Council of Europe (2001). Common European Framework of Reference for Languages: Learning, Teaching, Assessment. Cambridge: Cambridge University Press.

Cumming, A. (2001). "Learning to write in a second language: two decades of research." International Journal of English Studies, 1.2: 1-23.


Granger S. (2009). “The contribution of learner corpora to second language acquisition and foreign language teaching: A critical evaluation”, In Aijmer, K. ed(s).Corpora and Language Teaching, 13-32. Amsterdam & Philadelphia, Benjamins.

Larsen-Freeman,D. and Long, M. (1991). An Introduction to Second Language Acquisition Research.

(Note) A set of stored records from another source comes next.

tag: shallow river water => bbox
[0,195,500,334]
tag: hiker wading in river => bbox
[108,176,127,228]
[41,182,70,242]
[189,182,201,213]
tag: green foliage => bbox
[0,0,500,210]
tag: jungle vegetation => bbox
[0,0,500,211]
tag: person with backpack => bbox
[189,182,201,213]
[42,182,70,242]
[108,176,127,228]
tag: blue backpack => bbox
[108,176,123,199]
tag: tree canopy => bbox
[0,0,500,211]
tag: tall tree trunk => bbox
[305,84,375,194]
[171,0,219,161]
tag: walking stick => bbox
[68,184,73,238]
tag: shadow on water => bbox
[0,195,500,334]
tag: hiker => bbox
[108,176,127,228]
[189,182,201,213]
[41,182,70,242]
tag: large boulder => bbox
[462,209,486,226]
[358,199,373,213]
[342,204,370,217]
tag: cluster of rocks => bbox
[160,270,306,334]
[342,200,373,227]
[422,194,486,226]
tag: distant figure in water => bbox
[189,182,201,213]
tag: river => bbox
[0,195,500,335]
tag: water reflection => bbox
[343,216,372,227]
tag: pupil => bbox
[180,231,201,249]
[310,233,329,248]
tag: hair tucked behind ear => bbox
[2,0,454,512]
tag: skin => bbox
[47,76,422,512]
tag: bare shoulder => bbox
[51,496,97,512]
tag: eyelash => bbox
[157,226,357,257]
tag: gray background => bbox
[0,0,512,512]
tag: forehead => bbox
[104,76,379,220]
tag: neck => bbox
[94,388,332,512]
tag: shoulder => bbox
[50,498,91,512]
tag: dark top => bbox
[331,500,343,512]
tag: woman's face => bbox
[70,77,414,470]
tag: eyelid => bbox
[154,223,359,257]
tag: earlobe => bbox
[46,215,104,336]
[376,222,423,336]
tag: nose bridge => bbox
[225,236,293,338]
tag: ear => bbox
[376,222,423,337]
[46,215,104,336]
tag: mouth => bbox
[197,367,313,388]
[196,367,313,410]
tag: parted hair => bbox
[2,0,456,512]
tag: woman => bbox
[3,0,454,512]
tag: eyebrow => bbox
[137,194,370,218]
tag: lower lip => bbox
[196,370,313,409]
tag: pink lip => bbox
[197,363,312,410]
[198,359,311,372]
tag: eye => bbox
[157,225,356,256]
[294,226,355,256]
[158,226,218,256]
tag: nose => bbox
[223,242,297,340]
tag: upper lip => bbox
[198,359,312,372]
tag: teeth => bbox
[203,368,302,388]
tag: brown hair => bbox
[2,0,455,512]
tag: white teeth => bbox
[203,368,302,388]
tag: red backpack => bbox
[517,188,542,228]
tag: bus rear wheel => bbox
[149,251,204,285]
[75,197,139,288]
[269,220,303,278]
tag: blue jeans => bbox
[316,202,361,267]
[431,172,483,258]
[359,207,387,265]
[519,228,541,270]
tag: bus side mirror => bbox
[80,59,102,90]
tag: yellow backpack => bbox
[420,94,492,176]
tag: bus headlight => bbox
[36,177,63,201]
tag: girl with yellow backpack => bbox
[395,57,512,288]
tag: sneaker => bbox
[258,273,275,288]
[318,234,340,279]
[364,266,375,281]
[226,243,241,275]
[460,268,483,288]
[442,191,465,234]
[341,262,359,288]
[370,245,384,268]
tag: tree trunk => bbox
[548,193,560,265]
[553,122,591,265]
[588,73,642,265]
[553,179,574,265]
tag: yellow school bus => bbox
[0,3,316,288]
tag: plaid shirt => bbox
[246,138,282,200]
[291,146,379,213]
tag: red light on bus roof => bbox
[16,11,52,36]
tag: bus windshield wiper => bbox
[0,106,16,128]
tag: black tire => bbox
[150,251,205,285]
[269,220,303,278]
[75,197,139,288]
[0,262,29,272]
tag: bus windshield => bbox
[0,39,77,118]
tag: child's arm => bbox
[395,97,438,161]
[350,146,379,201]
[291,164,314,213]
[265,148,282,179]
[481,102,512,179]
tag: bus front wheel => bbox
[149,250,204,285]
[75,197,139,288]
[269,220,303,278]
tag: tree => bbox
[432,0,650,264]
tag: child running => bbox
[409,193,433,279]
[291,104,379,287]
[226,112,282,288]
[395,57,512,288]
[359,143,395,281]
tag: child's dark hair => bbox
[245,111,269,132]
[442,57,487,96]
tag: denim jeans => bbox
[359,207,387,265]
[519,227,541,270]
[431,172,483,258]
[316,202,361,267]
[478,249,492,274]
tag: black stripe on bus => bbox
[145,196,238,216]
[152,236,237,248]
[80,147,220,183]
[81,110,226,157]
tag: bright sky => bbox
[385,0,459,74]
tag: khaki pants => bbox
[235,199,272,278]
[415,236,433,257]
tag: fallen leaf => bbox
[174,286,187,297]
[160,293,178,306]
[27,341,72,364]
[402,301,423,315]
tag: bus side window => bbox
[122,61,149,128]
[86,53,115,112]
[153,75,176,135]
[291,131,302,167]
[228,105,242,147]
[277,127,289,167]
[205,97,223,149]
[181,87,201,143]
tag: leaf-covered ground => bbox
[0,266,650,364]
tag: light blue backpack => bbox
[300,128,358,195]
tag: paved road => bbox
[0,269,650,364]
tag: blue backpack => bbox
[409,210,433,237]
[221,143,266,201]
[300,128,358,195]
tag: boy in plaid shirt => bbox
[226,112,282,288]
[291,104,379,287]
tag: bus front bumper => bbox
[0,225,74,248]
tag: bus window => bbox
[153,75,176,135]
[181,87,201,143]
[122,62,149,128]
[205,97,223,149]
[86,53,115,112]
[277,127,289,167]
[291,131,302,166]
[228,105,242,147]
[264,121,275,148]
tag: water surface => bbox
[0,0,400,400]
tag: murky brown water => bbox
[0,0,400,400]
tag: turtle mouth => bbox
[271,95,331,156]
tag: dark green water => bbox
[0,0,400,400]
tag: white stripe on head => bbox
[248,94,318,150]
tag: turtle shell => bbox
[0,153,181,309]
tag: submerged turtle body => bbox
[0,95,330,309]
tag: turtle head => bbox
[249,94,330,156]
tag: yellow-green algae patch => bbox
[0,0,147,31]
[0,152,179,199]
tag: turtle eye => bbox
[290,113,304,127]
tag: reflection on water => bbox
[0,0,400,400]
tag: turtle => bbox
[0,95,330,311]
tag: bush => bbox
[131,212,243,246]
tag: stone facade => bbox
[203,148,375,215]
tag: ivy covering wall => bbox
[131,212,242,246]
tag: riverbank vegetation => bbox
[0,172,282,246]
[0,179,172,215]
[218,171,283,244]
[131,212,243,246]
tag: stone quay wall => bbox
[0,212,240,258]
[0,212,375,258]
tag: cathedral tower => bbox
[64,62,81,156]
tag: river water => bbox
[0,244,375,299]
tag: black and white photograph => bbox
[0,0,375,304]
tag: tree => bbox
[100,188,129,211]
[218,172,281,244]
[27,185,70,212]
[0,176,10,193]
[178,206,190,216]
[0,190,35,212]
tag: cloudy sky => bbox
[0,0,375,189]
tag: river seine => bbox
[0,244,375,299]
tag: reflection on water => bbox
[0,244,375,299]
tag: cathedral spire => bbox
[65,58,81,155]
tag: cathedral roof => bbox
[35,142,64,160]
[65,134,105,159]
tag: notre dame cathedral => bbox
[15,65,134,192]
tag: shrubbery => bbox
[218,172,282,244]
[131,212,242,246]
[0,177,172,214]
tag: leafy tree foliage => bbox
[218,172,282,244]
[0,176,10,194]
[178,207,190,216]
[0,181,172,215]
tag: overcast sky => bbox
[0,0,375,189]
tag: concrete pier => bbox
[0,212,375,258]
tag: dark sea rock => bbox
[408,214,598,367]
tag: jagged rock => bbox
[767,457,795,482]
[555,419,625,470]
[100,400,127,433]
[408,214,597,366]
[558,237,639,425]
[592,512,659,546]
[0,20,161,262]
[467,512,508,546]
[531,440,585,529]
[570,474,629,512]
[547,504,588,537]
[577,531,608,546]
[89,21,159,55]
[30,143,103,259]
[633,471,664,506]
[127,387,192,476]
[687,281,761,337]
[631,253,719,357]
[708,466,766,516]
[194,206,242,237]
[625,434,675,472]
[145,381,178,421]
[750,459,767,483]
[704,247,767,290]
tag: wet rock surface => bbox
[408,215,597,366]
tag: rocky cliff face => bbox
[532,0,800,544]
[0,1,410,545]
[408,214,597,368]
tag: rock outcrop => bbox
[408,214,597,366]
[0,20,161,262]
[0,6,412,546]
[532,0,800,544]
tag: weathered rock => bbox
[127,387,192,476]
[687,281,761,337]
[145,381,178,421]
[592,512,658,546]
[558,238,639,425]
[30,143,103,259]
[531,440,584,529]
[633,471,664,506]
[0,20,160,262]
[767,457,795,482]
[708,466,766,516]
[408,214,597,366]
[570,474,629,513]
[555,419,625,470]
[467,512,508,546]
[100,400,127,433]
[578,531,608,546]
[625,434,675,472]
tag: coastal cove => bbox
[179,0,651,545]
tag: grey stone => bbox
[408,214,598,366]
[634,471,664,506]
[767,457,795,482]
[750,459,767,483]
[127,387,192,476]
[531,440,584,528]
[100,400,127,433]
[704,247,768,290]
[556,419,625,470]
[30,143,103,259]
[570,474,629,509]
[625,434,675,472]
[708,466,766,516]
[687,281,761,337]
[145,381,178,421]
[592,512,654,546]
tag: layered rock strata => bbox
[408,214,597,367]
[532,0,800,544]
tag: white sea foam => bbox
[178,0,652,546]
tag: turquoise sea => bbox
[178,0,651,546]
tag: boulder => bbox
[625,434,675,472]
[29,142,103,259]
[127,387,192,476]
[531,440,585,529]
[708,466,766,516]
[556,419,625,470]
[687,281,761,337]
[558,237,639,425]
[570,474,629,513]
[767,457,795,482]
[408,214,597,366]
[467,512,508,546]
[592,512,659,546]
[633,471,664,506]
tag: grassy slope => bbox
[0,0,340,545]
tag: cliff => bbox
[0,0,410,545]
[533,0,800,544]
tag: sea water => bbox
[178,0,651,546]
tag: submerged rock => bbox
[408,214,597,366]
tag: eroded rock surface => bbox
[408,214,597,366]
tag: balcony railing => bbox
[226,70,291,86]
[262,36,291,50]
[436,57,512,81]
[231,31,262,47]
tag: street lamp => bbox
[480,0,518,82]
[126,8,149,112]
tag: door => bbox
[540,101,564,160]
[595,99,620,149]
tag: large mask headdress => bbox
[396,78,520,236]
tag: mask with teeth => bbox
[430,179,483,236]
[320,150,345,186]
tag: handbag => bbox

London: Longman.

Ley Orgánica 2/2006, de 3 de mayo, de Educación.BOE nº 106 de 4 de mayo de 2006.

Long, M. H. (1990). “Maturational constraints on language development”. Studies in Second Language Acquisition 12, 3, 251-85.

Meunier, F. (2007). “The pedagogical value of native and learner corpora in EFL grammar teaching”. In :Teubert W. and R. Krishnamurthy, Corpus Linguistics: Critical Concepts in Linguistics, London & New York : Routledge, 119-141.

Meunier, F. (2010). “Learner Corpora and English Language Teaching: Checkup Time”. Anglistik: International Journal of English Studies, v. 21, n. 1, 209-220.

Muehleisen V. (2006). “Introducing the SILS Learners' Corpus: A Tool for Writing Curriculum Development”. Waseda Global Forum, No. 3. 119-125.

O'Donnell, M., S. Murcia, R. García, C. Molina, P. Rollinson, P.MacDonald, K. Stuart, and M. Boquera. (2009). Exploring the proficiency of English learners: The TREACLE project. Proceedings of the Fifth Corpus Linguistics, Liverpool.